The results are stark. On number guessing — a task with well-defined information-theoretic structure — GPT-4o achieves only 35%. The information gain curve reveals why: models extract 7.7% information gain in rounds 5-10, but this drops to just 2.5% in rounds 20-25. More interaction does not proportionally reduce uncertainty. The models plateau because they cannot formulate increasingly precise questions — they ask vague, repetitive queries that fail to efficiently partition the remaining hypothesis space.
What makes this finding particularly damaging is the intervention analysis. SFT, DPO, Tree-of-Thought, human-written instructions, Proactive CoT, and Uncertainty-of-Thought (UoT) all provide minimal benefit. The active reasoning deficit is not a prompting problem or a fine-tuning problem — it appears to be a structural limitation in how current models represent and reduce uncertainty through sequential interaction.

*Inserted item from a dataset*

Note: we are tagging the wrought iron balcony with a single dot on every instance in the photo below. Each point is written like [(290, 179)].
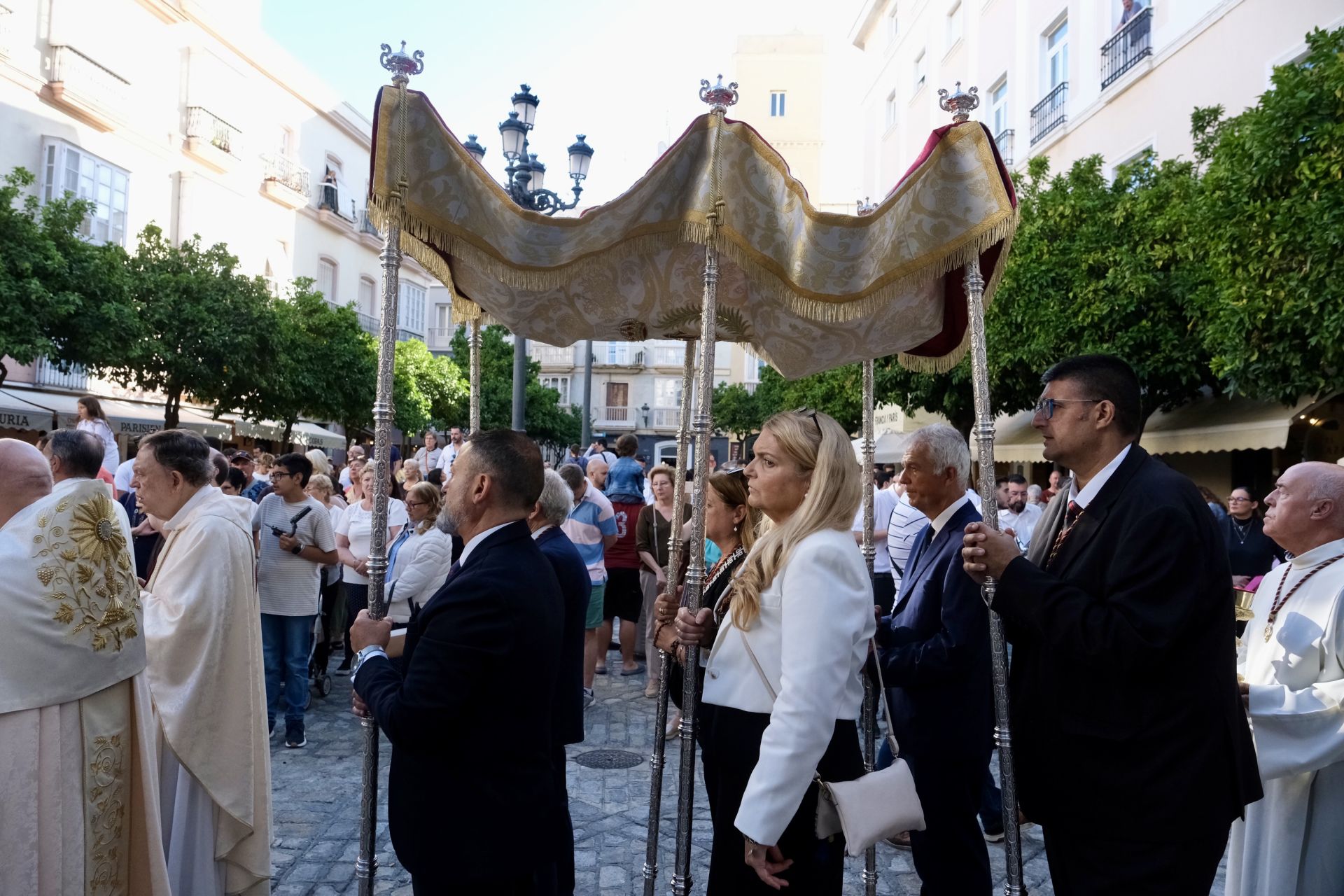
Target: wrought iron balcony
[(48, 374), (1004, 141), (1049, 113), (1130, 43), (206, 125), (88, 88), (279, 171)]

This connects directly to Can models identify what information they actually need?, which showed models cannot identify what information is missing even when they can solve the fully-specified version. AR-Bench extends this from identification to acquisition: even when the model has the opportunity to ask questions, it cannot formulate effective ones. The deficit spans the full pipeline — detection, formulation, and iterative refinement of information needs.
The connection to Why do RL agents stop asking informative questions? is structural: both describe systems that fail to escape low-information states. Self-locking describes the mechanism (weak belief tracking creates a trap); AR-Bench measures the behavioral consequence (plateau in information gain despite continued interaction).
The early plateau pattern also resonates with Does more thinking time always improve reasoning accuracy? — both reveal non-monotonic returns to continued processing, whether through more thinking tokens or more interaction rounds. The mechanism differs (overthinking vs. question quality degradation) but the failure mode is analogous: more compute/interaction without better strategy yields diminishing or negative returns.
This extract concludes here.